Assume the flat structure from the question with the three branches trunk, featureX, and featureY.
Instantiate your git repository.
mkdir myproject
cd myproject
git svn init url:to/svn/repo -T trunk
This will create a git repository with svn metadata in the .git/config
file.
Open the config file and examine the svn metadata
vim .git/config
Your config file will look something like this.
[core]
repositoryformatversion = 0
filemode = true
bare = false
logallrefupdates = true
autocrlf = false
[svn-remote "svn"]
url = url:to/svn/repo
fetch = trunk:refs/remotes/trunk
The svn-remote
header defines a reference called "svn" pointing to your svn repository. The fetch
parameter tells git-svn where to pull new revisions from within the svn repository. Now we need to tell git-svn about the other branch we're interested in.
Duplicate the svn-remote
section
Copy the entire svn-remote
section of the config file and paste it below the existing config text.
[core]
repositoryformatversion = 0
filemode = true
bare = false
logallrefupdates = true
autocrlf = false
[svn-remote "svn"]
url = url:to/svn/repo
fetch = trunk:refs/remotes/trunk
[svn-remote "svn"]
url = url:to/svn/repo
fetch = trunk:refs/remotes/trunk
Modify the new svn-remote
section
Change the name of the svn-remote
section header and the name of the branch that it points to.
[core]
repositoryformatversion = 0
filemode = true
bare = false
logallrefupdates = true
autocrlf = false
[svn-remote "svn"]
url = url:to/svn/repo
fetch = trunk:refs/remotes/trunk
[svn-remote "svn-featureX"]
url = url:to/svn/repo
fetch = featureX:refs/remotes/featureX
Now git-svn will track both svn branches. You can use the names "svn" and "svn-featureX" with any git-svn command that takes an [svn-remote]

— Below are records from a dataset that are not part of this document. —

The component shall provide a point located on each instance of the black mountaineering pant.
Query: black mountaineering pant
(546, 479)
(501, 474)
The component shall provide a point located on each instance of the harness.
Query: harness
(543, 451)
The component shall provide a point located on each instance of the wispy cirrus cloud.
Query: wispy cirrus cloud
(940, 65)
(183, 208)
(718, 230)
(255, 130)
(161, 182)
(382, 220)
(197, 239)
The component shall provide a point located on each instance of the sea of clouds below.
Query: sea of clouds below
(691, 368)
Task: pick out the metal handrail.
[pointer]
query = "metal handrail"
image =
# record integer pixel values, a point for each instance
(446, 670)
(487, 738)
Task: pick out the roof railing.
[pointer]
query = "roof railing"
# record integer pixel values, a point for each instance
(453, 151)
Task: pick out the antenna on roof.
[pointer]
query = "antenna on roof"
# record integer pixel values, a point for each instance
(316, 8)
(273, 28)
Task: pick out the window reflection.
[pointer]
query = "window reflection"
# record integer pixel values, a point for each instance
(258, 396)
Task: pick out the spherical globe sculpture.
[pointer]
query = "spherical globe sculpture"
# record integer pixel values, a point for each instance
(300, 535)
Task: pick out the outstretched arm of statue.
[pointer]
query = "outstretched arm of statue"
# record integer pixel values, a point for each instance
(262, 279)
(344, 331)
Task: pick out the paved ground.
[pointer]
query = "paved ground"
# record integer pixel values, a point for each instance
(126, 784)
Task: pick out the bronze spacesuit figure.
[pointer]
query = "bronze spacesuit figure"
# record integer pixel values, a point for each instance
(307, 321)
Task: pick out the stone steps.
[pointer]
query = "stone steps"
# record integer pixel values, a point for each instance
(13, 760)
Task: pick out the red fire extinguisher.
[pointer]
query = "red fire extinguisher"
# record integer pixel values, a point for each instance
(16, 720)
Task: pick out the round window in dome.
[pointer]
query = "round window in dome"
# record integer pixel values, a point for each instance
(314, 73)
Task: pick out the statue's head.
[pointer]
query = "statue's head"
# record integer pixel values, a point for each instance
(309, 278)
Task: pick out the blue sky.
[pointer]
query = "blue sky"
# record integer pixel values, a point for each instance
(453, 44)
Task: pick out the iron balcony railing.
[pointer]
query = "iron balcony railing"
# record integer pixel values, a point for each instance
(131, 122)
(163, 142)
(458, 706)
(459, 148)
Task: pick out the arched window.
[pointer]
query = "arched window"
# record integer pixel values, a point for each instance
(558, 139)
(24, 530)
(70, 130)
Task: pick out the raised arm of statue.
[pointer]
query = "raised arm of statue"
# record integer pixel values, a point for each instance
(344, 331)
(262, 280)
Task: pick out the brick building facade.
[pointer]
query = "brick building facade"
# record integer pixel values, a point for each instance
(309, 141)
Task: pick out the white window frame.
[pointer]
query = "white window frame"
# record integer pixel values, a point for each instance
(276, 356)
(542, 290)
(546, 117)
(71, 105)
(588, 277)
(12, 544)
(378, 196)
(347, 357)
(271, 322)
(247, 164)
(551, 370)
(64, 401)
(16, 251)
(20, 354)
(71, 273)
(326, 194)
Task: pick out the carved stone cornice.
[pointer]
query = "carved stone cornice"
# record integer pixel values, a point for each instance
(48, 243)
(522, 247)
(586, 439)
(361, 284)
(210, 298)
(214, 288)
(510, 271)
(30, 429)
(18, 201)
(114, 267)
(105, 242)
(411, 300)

parameter. You can use the names "trunk" and "featureX" with any git command that takes a remote branch name as a parameter.
This solution won't scale well, and is a bit of a hack to work with a malformed svn repository. So long as you only need to track a handful of svn branches, this will work just fine. If the number of svn branches you need to work with becomes too large, take a serious look at restructuring your svn repository to the standard layout.
As this article illustrates, you can write rules for running an importer tool like svn2git
(you have less complete version of svn2git here)
See those examples for rules that you could rewrite in order to match those flat SVN directories/branches and declare them as Git branches.